Par N. Publié in #ART'ILLERIE le 15 avril 2020 9 min de lecture
Splendeur et misère d'une société du vide Précédent Un pays qui se tient sage Suivant

Arte rediffuse, ces derniers jours, un documentaire en trois parties intitulé « Les classes moyennes, des vies sur le fil », nous nous proposons ici d’en faire un bref compte-rendu, et d’en tirer quelques modestes enseignements.

Il s’appelle Régis, il est responsable d’une brasserie à Lille.

Elle s’appelle Catherine, elle possède une boutique de presse à Paris.

Il s’appelle Jean-Philippe, il est chef de magasin d’une chaîne de hard discount dans les environs de Nancy.

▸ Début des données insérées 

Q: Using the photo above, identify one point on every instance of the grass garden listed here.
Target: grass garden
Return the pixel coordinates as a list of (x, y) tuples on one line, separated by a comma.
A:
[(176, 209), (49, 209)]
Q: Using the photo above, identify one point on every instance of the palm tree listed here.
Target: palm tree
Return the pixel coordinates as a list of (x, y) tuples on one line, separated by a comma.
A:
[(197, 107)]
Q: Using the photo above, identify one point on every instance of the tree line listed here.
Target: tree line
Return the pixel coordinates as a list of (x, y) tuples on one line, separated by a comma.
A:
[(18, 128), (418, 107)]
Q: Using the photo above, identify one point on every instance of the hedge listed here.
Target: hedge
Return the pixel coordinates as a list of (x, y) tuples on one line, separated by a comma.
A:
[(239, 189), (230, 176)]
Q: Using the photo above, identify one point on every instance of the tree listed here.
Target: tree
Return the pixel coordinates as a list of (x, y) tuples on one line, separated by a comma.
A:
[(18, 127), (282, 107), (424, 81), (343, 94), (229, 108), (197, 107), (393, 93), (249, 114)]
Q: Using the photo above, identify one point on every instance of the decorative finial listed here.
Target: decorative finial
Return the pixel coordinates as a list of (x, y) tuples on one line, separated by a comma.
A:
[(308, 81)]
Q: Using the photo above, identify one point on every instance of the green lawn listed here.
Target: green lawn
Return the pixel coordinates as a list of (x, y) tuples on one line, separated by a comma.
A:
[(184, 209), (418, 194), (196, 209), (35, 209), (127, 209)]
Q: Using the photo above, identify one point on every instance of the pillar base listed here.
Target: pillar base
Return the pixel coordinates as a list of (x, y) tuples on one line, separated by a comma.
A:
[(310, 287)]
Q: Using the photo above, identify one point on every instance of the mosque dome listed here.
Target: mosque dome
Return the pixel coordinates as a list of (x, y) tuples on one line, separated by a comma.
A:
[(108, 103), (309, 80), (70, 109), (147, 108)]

Tous appartiennent à la classe moyenne, ont entre 40 et 50 ans, et consacrent la quasi entièreté de leur existence au travail. Un travail qui ne les quitte jamais et qui ne se borne pas aux heures notées sur leur contrat. Ce fardeau, il le transporte avec eux, jusque dans leur famille, leur assiette, et leurs rêves – quand ils arrivent à dormir. Ils sont les esclaves modernes d’un système économique qui ronge la majorité au profit d’une extrême minorité. Entre 2000 et 2015, les 10 % les plus riches ont accaparé 60 % de la richesse créée. Aux autres les miettes.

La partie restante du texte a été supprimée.